To start, we’ll call GetFunctionandParameters to isolate the function name and parameter variables. Each transaction is either a set or a get. Let’s first look at how the set method is implemented:

func set(stub shim.ChaincodeStubInterface, args []string) (string, error) {
if len(args) != 2 {
return "", fmt.Errorf("Incorrect arguments. Expecting a key and a value")
}
err := stub.PutState(args[0], []byte(args[1]))
if err != nil {
return "", fmt.Errorf("Failed to set asset: %s", args[0])
}
return args[1], nil
}
The set method will create or modify an asset identified by a key with the specified value. The set method will modify the world state to include the key/value pair specified. If the key exists, it will override the value with the new one, using the PutState method; otherwise, a new asset will be created with the specified value.

Next, let’s look at how the get method is implemented:

func get(stub shim.ChaincodeStubInterface, args []string) (string, error) {
if len(args) != 1 {
return "", fmt.Errorf("Incorrect arguments. Expecting a key")
}
value, err := stub.GetState(args[0])
if err != nil {
return "", fmt.Errorf("Failed to get asset: %s with error: %s", args[0], err)
}
if value == nil {
return "", fmt.Errorf("Asset not found: %s", args[0])
}
return string(value), nil
}
The get method will attempt to retrieve the value for the specified key. If the application does not pass in a single key, an error will be returned; otherwise, the GetState method will be used to query the world state for the specified key. If the key has not yet been added to the ledger (and world state), then an error will be returned; otherwise, the value that was set for the specified key is returned from the method.
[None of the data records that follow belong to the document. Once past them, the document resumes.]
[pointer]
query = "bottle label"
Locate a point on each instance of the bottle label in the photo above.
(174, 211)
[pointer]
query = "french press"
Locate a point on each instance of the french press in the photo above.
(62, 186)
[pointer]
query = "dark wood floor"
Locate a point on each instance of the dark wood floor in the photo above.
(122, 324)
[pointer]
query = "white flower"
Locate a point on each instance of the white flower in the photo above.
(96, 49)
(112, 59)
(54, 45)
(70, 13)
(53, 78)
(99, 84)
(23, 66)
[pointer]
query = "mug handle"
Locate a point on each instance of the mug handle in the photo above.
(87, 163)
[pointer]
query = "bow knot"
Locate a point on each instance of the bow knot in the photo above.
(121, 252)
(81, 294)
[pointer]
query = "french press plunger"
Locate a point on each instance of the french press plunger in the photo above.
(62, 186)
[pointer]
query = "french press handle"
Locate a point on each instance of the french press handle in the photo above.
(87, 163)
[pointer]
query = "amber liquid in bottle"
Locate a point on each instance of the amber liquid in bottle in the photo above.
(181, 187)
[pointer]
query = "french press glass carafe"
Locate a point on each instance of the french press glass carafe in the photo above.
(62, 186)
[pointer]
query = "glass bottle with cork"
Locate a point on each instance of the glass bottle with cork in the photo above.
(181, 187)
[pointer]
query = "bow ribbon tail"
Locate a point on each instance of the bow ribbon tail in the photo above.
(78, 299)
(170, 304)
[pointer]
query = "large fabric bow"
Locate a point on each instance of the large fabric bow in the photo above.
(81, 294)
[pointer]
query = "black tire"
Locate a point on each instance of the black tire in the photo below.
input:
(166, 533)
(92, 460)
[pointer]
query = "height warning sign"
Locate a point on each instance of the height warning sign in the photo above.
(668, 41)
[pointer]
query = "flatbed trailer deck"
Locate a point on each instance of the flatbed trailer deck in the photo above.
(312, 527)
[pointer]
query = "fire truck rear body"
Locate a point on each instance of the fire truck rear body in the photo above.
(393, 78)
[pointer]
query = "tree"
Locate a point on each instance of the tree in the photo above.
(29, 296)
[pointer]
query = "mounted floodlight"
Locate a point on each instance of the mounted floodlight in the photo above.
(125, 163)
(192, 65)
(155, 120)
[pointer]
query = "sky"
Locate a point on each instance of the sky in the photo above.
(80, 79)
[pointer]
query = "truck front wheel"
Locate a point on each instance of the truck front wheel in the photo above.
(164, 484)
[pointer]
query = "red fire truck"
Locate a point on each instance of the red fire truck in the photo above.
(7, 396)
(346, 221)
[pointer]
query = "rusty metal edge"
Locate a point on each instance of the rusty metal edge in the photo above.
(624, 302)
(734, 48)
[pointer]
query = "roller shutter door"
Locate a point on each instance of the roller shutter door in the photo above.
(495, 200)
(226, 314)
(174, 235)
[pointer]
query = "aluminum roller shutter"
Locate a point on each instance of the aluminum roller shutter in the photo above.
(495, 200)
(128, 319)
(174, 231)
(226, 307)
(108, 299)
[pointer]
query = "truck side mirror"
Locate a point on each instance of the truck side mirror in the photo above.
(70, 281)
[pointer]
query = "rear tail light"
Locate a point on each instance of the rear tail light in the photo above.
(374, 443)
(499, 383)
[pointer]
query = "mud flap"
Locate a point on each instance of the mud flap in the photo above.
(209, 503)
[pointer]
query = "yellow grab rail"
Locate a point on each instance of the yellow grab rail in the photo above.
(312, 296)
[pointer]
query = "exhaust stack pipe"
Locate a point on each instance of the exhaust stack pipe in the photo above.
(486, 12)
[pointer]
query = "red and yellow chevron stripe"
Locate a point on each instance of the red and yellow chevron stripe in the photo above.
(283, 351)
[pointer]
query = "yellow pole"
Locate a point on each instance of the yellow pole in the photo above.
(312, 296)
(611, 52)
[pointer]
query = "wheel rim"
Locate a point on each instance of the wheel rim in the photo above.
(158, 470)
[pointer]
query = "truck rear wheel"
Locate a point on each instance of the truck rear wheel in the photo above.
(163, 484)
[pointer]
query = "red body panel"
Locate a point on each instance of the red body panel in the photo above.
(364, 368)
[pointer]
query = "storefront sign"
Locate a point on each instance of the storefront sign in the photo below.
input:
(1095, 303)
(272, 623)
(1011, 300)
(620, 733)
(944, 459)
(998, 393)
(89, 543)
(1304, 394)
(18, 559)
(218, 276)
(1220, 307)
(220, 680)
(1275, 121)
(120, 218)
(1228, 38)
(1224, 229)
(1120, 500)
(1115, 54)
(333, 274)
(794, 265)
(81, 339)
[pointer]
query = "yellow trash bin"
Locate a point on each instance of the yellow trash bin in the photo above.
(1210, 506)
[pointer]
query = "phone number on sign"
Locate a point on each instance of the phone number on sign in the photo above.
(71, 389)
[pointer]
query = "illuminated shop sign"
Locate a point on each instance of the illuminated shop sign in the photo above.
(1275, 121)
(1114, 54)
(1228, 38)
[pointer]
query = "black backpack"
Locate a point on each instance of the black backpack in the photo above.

Sample Chaincode Decomposed — Main Function

The last piece of code in this sample is the main function, which will call the Start function. The main function starts the chaincode in the container during instantiation.

func main() {
err := shim.Start(new(SampleChaincode))
if err != nil {
fmt.Println(“Could not start SampleChaincode”)
} else {
fmt.Println(“SampleChaincode successfully started”)
}
}


Recap:
Peer can be part of one or more channel
Every channel has a separate ledger
Every Channel has one or more chain codes getting & setting values in the ledger
Every Chain code has a different endorsement policy
Chaincode must be installed in each peer that is part of the channel and instantiated.
When a Chaincode gets instantiated a policy (endorsing) has to be defined. [consensus: before a transaction can be recorded in the ledger only if a rule is met]

I know, it’s a lot to take in but we’ll use the Tuna Fish Application’s chain code in the next chapter and then it should be easy to digest.